In theory we should be opening the pool within the next week, which will be nice because I think given the amount of time we are at home I might actually start using it every day. We need to figure out some sort of clothes line or something for swim suits and towels. The last step will be getting flowers, and from what I can tell our favorite greenhouse is open for business. We are trying to avoid leaving the house when possible, but I think at some point we will risk a trip out to get flowers. The flowers and the ritual of watering and care will start making things seem more normal, even though we are largely stuck in stasis.

As far as Friday’s post goes, I want to thank everyone for their comments. It seems like every so often I need to get one of those sort of posts out of my system and once I have I can move on with life. It is like I am putting all of those thoughts onto the written page and sending them out into the world where they develop a life of their own. However the process of exorcising them from the recesses of my mind helps me to get on with life and stop dwelling on them. I could just as easily write them on a piece of paper and then wad the paper up and toss it into the trash can, but at least on some level I think it is helpful to let those around you who are also struggling know that they are not necessarily alone.

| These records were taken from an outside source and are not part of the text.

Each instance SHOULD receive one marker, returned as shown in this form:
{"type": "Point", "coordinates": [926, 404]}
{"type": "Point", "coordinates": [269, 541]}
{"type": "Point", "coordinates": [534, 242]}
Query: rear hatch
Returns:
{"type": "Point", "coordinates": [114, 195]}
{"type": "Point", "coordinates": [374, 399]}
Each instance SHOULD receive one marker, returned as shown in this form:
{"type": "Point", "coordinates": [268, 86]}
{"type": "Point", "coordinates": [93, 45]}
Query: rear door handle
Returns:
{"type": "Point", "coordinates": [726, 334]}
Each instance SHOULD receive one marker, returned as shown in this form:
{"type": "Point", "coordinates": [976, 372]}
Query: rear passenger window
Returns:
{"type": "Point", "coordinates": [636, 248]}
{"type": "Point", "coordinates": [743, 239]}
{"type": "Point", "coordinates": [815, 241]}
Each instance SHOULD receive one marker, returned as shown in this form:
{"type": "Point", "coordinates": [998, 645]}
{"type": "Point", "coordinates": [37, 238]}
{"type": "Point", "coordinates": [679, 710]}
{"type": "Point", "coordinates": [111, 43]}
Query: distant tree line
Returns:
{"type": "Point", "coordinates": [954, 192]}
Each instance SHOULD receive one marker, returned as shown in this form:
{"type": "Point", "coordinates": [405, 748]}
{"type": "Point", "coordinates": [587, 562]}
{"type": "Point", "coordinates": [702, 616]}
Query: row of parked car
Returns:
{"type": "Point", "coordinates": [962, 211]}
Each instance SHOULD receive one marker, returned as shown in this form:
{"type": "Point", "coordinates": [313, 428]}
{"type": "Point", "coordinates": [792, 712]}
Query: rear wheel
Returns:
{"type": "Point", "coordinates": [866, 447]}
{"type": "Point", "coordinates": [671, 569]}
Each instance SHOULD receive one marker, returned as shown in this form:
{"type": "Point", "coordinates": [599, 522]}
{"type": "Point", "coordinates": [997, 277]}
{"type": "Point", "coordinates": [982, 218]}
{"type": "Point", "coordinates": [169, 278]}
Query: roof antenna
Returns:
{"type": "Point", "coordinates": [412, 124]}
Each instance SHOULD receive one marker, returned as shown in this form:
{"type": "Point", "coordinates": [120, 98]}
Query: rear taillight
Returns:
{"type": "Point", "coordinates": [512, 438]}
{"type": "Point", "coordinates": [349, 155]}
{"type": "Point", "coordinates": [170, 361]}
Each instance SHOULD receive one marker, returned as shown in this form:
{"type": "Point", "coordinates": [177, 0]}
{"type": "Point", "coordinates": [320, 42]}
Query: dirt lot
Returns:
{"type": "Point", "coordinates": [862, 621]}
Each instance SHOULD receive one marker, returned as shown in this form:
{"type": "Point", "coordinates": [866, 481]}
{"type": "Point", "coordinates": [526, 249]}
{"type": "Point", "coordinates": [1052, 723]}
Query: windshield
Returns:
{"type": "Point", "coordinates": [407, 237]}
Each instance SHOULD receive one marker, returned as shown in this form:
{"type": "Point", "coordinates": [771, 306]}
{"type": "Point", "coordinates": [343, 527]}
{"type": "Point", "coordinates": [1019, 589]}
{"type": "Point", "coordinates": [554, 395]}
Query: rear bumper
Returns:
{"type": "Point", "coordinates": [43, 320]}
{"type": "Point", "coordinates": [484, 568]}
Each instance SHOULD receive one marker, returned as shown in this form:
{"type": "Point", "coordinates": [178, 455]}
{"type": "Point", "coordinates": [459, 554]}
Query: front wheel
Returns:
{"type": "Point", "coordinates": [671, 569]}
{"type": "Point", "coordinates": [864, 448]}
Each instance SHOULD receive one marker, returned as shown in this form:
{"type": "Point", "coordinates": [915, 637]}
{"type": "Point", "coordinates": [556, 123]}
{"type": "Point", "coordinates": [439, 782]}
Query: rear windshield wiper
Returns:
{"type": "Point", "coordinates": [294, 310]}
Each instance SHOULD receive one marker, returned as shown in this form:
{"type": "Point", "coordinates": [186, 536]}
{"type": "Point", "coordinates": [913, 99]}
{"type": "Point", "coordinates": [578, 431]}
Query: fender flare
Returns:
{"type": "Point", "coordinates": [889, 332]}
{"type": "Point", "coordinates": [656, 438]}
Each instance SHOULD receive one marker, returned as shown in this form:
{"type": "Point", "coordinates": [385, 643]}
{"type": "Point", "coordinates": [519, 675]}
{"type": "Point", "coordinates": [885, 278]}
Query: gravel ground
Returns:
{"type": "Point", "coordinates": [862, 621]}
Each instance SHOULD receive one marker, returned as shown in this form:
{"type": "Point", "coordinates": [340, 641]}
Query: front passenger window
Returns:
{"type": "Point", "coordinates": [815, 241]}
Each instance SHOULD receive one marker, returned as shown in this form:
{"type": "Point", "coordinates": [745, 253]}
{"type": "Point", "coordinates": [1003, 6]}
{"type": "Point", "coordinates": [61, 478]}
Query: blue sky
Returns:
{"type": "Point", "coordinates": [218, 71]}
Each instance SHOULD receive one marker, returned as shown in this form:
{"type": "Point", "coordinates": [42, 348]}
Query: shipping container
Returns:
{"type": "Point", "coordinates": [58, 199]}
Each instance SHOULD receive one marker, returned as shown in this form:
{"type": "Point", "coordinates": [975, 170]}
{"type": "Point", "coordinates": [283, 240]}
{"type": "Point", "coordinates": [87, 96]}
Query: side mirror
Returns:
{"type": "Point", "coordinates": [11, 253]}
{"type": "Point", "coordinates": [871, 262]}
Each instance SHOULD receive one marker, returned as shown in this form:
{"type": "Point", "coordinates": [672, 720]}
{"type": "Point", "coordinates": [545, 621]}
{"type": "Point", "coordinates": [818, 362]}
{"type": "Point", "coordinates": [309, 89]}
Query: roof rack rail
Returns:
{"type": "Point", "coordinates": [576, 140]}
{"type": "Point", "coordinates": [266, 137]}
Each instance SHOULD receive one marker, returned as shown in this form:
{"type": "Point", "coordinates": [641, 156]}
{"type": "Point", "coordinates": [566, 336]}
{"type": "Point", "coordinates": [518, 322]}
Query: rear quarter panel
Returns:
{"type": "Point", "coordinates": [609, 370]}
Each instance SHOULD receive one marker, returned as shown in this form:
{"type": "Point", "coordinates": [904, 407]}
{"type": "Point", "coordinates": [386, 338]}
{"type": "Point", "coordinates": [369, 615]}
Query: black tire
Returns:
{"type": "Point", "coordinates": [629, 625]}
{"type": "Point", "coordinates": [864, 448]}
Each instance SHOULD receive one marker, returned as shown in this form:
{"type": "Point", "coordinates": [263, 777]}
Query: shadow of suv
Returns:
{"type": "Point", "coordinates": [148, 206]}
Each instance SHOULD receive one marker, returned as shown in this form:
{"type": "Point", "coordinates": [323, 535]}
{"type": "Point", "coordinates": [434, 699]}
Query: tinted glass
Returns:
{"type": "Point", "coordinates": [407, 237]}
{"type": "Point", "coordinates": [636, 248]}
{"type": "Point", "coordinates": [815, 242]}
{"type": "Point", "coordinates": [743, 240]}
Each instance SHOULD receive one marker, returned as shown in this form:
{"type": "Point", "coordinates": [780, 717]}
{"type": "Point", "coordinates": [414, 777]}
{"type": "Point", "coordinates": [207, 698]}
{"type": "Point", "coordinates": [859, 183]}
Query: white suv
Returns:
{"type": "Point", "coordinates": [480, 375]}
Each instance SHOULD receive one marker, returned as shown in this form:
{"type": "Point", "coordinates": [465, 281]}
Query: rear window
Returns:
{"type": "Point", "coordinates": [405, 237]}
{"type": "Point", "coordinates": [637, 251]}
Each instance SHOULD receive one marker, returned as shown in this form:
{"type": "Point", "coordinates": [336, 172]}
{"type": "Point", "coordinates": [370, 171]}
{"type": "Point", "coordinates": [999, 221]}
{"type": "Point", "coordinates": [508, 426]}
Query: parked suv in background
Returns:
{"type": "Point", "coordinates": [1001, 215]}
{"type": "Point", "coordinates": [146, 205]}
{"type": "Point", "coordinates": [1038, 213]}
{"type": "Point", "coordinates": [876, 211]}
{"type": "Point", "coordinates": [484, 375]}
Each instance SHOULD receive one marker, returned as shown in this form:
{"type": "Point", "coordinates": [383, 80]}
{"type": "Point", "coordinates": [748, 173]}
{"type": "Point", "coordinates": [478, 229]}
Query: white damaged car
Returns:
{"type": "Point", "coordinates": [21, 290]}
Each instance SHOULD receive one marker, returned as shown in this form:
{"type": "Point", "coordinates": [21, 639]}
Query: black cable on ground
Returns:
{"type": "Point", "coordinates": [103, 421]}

On the gaming front, I managed to hit 120 on the Dino Druid. I actually dinged a few minutes into the podcast on Sunday evening and have since gotten his gear up to around 380 in a few days of World Quests. What I need desperately is a weapon upgrade, and I might actually target some of the LFR options that I have open to me trying to get a polearm or something similar. I’ve been spending some time working on factions on the Alliance Paladin, and managed to unlock Dark Iron over the weekend. The next target is Kul Tirans, which requires me to keep doing daily quests… and there are probably a few zone quests that I could also do to help speed that process up.

That is me and leveling four 120s in very rapid succession. Rather than start with another lowbie and run it all of the way up, I feel like I should probably finish off my Warlock as it is sitting at 113. I could in theory finish it off in a few days and would at least make me feel like less of a slacker for leaving it sitting in BFA level ranges for so long. All of this is oddly soothing because it gives me micro objectives to play towards without really having to think much about it. I know that is not exactly everyone’s idea of fun, but for me it is helping me bring order to chaos. Special thanks to my wife for providing a picture of the bedroom patio, since I failed to take one over the weekend. I hope you all have an excellent week and that you find peace in the midst of the nonsense times we are living.